Илья лениво скользнул взглядом по собравшимся. Лица, смазанные плотной завесой дыма, выглядели одинаково тупыми.
Двери открылись. Вошла телочка и рассеяла сизый туман своими прелестями. В ней легко было узнать одну из танцовщиц, что денсили гоу-гоу в золоченых клетках, чтобы завести толпу. Обычно эти райские птички выходили оттуда только под охраной.
— Такие люди и без присмотра! — присвистнули парни.
Образ, созданный для того чтобы возбуждать, естественно, возбудил, и оживленная мужская фантазия бурно пожирала едва прикрытое тело. Наряд не скрывал, а лишь подчеркивал аппетитные формы: короткий топ, под которым угадывались торчащие, крупные соски, джинсовые шорты едва прикрывали попу, длинные ноги на высоченных каблуках перекрещивались в уверенной кошачьей походке. Яркий макияж подчеркивал гламурную кукольность внешности.

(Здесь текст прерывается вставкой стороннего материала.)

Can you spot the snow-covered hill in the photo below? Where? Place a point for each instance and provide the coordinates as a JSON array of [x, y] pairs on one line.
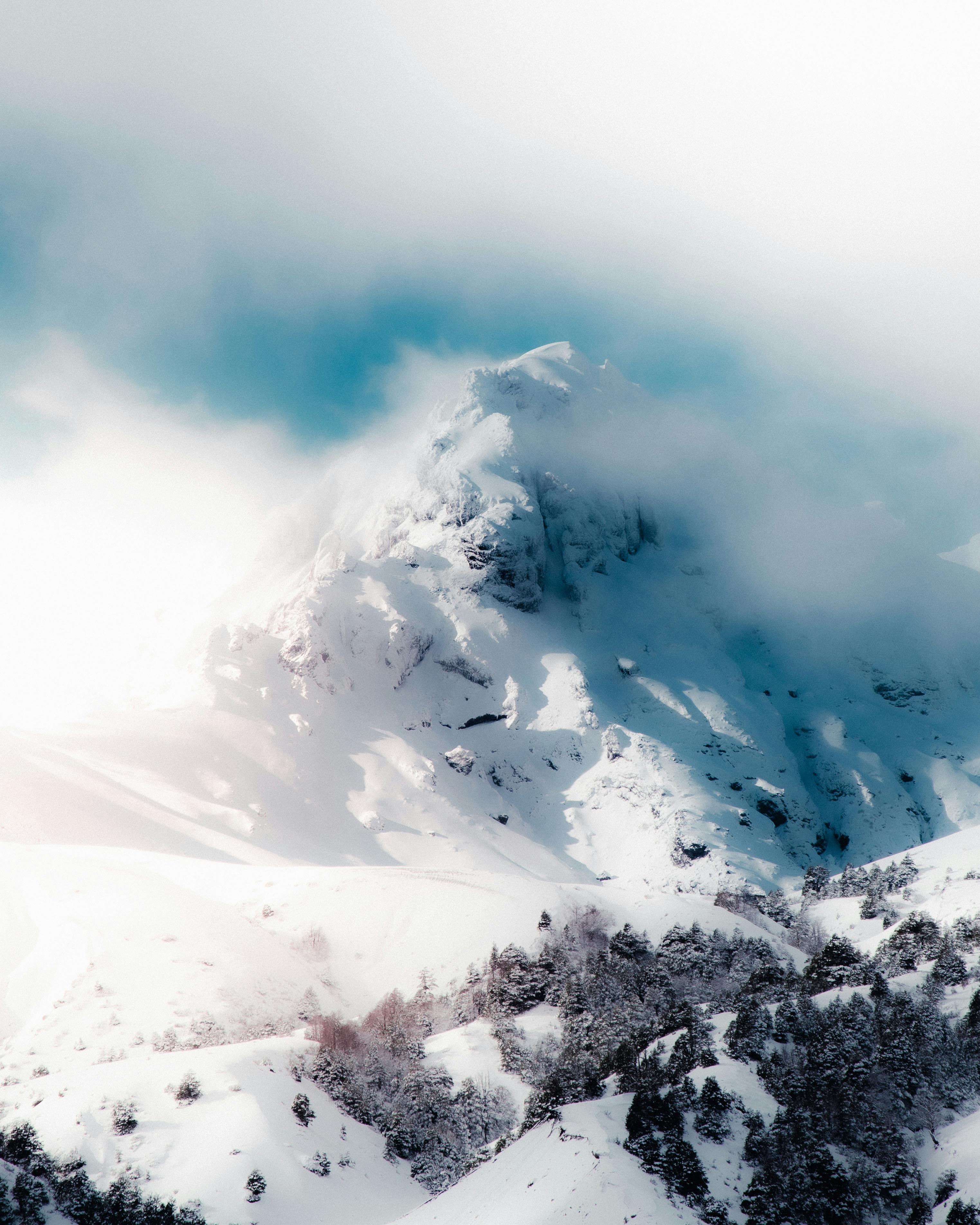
[[481, 673]]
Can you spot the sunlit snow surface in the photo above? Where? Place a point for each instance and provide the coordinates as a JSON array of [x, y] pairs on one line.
[[471, 685]]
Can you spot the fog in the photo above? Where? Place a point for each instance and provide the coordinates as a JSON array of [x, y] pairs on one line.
[[801, 179]]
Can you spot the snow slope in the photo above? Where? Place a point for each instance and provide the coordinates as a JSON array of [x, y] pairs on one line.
[[570, 1172], [478, 673]]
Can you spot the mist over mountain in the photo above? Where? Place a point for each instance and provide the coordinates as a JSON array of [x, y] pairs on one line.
[[517, 677]]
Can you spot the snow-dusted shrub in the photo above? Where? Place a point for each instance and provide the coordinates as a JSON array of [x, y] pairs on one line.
[[256, 1187], [189, 1088], [124, 1118]]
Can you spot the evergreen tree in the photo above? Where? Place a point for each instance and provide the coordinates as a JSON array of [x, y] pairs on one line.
[[189, 1088], [6, 1211], [320, 1164], [31, 1197], [256, 1187]]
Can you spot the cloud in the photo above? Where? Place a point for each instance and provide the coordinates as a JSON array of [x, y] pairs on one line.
[[801, 177], [128, 525]]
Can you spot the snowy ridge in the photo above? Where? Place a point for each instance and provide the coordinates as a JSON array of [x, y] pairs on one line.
[[484, 678]]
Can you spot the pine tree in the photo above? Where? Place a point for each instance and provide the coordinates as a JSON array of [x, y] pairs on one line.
[[124, 1119], [189, 1088], [320, 1164], [309, 1006], [950, 968], [6, 1211], [712, 1109], [30, 1197], [256, 1187]]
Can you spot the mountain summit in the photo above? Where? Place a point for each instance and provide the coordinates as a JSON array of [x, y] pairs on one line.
[[484, 674]]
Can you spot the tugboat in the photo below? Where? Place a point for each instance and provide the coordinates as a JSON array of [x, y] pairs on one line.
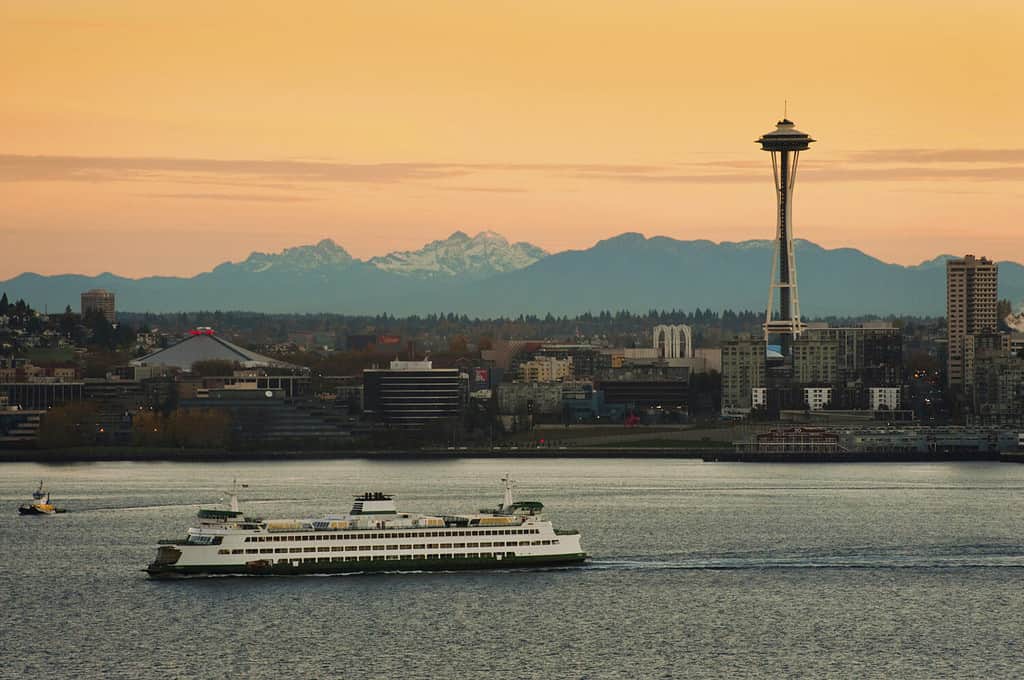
[[40, 504], [374, 536]]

— Лапочка, иди ко мне! — игриво заулыбался белозубый альфа-самец, поигрывая бровями.
Девушка в ответ улыбнулась и смерила его оценивающим взглядом.
— Тебе даже час моего общества не по карману, милый, — с презрением резюмировала она и прошла мимо, не удостаивая более ответом ничей выпад.
Её блуждающий взгляд остановился на Илье.
Илья косо усмехнулся. Кривая усмешка шла ему, он это знал. С Лилькой был знаком давно — еще со школы. Ради него она и спустилась со своего Олимпа к грешным людям, что грозило ей потерей работы. На кукольном лице отразились и радость, и страх, и отчаяние. От таких противоречивых чувств черты её скривились в отталкивающую гримасу, сделав девушку, при всей её привлекательности, поразительно несимпатичной.
Лилька стремительно подошла к Илье, сев ему на колени, прильнула полуобнаженным телом к его груди. Он лениво обнял её свободной рукой, в другой продолжая держать сигарету.